Yukio Shirako{dagger} and Myron K. Brakke

Agricultural Research Service, U.S. Department of Agriculture and Department of Plant Pathology, Nebraska Agricultural Experiment Station, University of Nebraska, Lincoln, Nebraska 68583, U.S.A.

The wild-type (WT) isolate of soil-borne wheat mosaic virus has two species of rod-shaped virions 281 nm and 138 nm in length, which are designated as virions 1.0L and 0.5L, respectively. We reported previously that virions shorter than 0.5L arose in assay plants inoculated with separated and recombined 1.0L RNA and 0.5L RNA and suggested that these short virions were caused by deletion mutation of 0.5L RNA. We now report that these short virions arose after a period of several months in wheat plants that had been inoculated manually with unpurified WT isolate, and also when plants infected naturally in fields infested by the fungal vector, Polymyxa graminis, were grown at 17 °C. The sizes and relative proportions of virions shorter than 0.5L varied both from plant to plant and in the same plant sampled at different times.
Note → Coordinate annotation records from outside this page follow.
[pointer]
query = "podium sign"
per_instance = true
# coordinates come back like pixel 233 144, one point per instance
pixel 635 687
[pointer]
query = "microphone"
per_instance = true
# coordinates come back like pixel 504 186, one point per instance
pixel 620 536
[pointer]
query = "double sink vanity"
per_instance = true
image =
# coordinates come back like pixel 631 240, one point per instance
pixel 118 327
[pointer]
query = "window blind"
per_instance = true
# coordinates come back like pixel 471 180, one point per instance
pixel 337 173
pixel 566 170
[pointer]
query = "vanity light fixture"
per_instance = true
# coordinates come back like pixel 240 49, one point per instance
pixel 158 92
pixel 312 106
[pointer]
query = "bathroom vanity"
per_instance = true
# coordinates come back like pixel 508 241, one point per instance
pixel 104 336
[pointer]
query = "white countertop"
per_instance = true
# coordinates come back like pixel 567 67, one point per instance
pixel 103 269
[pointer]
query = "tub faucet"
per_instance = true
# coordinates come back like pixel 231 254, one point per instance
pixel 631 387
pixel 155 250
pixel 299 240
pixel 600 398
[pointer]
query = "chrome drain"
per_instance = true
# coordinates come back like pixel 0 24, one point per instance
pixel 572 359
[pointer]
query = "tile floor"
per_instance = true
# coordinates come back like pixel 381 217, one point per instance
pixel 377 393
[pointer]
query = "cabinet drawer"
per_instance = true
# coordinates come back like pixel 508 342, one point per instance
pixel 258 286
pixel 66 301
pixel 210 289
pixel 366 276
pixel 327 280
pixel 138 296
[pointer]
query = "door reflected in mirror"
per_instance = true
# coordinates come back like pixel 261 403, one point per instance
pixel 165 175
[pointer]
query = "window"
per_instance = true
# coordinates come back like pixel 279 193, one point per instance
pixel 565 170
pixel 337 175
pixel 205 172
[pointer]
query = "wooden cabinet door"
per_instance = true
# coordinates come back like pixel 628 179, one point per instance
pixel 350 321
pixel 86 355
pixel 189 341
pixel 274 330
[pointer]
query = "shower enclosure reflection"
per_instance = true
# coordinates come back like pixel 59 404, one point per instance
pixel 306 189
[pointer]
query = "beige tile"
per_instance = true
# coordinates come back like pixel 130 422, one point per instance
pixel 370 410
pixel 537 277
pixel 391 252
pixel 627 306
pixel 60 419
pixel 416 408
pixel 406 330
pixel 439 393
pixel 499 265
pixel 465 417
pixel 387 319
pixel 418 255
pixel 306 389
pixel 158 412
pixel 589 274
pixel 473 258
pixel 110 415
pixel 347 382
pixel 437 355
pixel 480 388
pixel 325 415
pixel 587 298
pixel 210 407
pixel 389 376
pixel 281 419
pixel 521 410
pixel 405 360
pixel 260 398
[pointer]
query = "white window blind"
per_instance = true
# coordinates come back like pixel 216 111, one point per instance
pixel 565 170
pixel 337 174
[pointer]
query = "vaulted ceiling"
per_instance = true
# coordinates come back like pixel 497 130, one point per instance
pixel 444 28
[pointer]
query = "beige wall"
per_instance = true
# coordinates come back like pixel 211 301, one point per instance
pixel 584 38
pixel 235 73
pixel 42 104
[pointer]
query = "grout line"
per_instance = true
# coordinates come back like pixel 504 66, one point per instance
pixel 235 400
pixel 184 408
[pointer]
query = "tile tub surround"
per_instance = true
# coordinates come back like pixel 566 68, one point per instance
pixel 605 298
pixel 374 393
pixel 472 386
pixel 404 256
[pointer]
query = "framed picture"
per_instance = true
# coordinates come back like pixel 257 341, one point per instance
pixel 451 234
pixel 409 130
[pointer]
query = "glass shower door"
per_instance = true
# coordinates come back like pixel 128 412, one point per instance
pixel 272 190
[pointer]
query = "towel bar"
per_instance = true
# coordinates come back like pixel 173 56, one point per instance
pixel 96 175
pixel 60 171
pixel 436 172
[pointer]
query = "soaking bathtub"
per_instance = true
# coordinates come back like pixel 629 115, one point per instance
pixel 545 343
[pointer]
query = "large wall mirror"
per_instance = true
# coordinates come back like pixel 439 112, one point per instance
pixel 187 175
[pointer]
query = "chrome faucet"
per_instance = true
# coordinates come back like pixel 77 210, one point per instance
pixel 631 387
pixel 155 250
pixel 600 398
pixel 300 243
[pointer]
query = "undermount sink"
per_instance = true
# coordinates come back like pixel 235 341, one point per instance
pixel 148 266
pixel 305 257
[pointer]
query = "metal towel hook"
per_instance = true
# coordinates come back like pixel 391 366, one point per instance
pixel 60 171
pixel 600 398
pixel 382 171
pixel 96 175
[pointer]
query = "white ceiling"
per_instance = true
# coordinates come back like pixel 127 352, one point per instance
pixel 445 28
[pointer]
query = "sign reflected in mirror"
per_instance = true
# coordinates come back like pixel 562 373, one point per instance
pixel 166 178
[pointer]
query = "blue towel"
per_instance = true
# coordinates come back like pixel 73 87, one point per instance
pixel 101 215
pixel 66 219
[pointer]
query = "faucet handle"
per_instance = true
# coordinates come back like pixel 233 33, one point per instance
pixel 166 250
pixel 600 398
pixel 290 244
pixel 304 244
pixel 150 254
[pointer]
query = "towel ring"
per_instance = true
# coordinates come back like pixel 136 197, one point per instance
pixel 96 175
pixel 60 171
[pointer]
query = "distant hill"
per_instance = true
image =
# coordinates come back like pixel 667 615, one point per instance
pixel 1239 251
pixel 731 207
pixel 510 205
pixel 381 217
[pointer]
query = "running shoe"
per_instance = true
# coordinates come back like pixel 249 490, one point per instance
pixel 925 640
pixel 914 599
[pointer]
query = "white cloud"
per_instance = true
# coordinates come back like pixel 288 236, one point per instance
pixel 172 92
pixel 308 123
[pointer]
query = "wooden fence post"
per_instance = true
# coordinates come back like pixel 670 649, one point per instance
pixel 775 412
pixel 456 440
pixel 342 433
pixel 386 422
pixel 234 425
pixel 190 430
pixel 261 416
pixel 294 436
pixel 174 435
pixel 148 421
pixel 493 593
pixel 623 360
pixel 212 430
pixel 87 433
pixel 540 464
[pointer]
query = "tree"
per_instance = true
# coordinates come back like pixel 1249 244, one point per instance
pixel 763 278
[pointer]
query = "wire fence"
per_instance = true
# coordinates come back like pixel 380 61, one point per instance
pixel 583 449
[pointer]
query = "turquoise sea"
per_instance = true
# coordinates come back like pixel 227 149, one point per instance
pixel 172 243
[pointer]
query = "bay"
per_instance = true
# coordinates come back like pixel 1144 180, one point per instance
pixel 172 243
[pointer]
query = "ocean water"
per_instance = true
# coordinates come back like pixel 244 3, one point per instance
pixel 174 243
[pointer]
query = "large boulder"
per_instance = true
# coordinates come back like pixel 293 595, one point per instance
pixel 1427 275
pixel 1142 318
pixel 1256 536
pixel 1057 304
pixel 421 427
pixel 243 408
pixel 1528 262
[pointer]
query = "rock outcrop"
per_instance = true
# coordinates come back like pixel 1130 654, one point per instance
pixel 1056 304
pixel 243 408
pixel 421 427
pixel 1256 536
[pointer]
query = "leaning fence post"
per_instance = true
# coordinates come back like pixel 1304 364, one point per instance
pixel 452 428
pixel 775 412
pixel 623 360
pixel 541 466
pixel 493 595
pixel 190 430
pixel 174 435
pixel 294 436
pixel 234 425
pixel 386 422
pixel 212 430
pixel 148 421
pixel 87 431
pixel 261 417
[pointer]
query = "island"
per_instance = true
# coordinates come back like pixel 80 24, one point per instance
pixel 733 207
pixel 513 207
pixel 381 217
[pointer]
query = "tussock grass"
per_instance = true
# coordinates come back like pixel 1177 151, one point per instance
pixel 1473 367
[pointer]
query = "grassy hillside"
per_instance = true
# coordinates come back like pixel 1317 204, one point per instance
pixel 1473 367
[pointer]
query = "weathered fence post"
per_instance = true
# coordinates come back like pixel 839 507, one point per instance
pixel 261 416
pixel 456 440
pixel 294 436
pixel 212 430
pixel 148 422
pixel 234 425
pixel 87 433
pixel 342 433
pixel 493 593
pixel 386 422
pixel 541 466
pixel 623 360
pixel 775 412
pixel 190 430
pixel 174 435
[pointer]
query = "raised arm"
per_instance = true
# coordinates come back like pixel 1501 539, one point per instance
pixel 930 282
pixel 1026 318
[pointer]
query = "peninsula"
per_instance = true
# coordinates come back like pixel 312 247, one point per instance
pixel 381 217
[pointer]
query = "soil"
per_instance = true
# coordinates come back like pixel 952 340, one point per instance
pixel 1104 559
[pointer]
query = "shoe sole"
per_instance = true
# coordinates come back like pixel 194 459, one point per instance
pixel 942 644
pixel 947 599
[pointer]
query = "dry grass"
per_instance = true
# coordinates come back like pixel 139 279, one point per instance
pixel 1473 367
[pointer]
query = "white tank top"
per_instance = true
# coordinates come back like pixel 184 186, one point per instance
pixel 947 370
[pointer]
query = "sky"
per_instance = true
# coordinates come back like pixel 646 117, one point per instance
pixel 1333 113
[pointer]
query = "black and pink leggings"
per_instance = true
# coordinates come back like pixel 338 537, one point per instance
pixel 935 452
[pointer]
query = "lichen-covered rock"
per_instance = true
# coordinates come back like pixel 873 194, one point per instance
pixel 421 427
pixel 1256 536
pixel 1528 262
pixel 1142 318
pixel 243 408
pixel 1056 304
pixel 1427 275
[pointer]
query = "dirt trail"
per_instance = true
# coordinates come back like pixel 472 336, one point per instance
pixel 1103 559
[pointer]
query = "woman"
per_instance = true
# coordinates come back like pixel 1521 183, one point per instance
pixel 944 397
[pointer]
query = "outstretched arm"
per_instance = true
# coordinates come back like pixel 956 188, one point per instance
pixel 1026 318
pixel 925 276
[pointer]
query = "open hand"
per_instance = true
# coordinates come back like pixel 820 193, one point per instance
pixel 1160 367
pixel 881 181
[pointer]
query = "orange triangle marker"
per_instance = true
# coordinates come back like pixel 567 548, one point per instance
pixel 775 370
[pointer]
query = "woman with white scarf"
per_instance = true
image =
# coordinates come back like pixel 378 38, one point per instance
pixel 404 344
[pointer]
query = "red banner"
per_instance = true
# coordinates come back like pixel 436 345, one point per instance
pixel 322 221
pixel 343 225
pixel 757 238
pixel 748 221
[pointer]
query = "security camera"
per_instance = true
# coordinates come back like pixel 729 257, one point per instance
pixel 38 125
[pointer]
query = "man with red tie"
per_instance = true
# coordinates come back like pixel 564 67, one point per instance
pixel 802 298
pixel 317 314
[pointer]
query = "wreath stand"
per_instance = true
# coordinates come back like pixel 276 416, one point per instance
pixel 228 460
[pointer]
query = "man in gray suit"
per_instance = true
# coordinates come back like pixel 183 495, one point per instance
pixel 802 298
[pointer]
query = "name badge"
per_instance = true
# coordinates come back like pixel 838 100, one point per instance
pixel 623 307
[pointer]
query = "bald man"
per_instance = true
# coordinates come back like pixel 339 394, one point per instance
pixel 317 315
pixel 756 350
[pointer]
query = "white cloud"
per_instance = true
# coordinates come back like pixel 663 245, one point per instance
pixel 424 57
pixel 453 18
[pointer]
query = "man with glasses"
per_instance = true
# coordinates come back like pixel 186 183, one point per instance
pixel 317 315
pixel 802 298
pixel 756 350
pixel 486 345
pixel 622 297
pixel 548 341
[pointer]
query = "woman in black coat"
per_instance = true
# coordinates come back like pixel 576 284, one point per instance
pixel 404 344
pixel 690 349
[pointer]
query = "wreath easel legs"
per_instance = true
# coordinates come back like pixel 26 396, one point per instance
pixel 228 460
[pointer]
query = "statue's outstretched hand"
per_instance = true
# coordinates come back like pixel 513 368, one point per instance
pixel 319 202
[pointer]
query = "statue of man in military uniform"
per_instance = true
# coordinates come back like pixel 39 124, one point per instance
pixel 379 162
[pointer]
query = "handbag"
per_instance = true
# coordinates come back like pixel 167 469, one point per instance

This indicates that the virions shorter than 0.5L arose by continued and spontaneous deletion mutation of 0.5L RNA.

Keywords: SBWMV, deletion mutant, Polymyxa graminis

{dagger} Present address: Faculty of Agriculture, Tohoku University, 1-1 Tsutsumidori-Amamiyamachi, Sendai 980, Japan.

Received 25 October 1983; accepted 24 January 1984.